Wine of the Week: The Red Horse – Revelation Cinsaut 2011

The damages: R200 a bottle – but then only 230 were made and the label alone is worth the price.

Available from: [email protected] Tel. 083 400 2999.

The back label: Bertus Osbloed van Niekerk was a Hervormde predikant in Carletonville for 16 years, which is surely enough to drive anyone to drink.  As he recalls “I was forever interrogated about the ‘end of times’ and the apocalyptic events that were to precede it.”  So when he made a garagiste Cinsault from 40 year old Bottelary bush vine fruit in his own virtual winery (his garage.  By the way, what happened to the once blossoming garagiste movement?) his thoughts turned once again to Revelations.  As he explains:

“The Red Horse of the Apocalypse is indeed only one of the four horses featured in Revelations 6.  The other horses (still to be released) are a pitch black Helderberg Cabernet Sauvignon, a luminous Faure Chardonnay and a caramelly Elgin Riesling, dubbed the ‘Pale Horse’ due to the fact that the varietal seems to be terminally out of fashion.”
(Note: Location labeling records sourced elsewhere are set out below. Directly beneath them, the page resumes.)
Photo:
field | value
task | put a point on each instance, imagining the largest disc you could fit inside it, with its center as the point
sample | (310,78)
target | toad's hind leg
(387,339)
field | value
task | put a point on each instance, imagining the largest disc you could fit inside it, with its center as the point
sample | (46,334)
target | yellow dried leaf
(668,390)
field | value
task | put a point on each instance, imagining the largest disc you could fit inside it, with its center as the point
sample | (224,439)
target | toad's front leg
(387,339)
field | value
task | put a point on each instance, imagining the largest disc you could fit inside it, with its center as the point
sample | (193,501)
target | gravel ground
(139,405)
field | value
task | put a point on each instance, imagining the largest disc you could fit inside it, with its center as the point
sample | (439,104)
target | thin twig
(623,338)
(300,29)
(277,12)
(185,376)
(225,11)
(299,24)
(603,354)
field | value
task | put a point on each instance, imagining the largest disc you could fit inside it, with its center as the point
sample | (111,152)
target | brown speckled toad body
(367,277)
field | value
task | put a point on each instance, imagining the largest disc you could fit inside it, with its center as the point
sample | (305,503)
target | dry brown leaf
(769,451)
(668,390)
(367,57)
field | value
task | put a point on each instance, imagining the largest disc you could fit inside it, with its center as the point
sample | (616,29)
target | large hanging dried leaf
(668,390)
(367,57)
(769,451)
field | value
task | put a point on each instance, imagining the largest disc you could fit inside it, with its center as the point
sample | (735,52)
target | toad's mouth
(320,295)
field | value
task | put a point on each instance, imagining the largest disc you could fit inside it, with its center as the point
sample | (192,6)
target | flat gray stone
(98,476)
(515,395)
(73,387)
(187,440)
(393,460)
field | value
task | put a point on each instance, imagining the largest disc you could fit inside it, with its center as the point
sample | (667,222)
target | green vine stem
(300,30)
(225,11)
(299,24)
As indeed is Cinsaut, a cultivar now fallen on hard times but being rediscovered by the new wave of SA winemakers with Adi Badenhorst in the vanguard.  After fathering Pinotage with Pinot Noir, Cinsaut was the most important red wine variety in SA for more than a century.  Widely planted, it popped up in prestigious blends such as those Rustenberg dry reds of fond memory and even Kanonkop Cabernet Sauvignon contained a small amount of Cinsaut in the 1970’s.

Osbloed notes this wine is possessed of complex red berry fruit succulence supported by an almost tobacco-like texture thanks to the barrel aging process.  It is a serious beast at 14.5% alcohol and has a fine tannin structure to support bottle aging for four to five years.  The amazing label was inspired by Liberty Leading the People by Eugene Delacroix and was painted by Selma Albasini, an artist possessed of the most patriotic initials.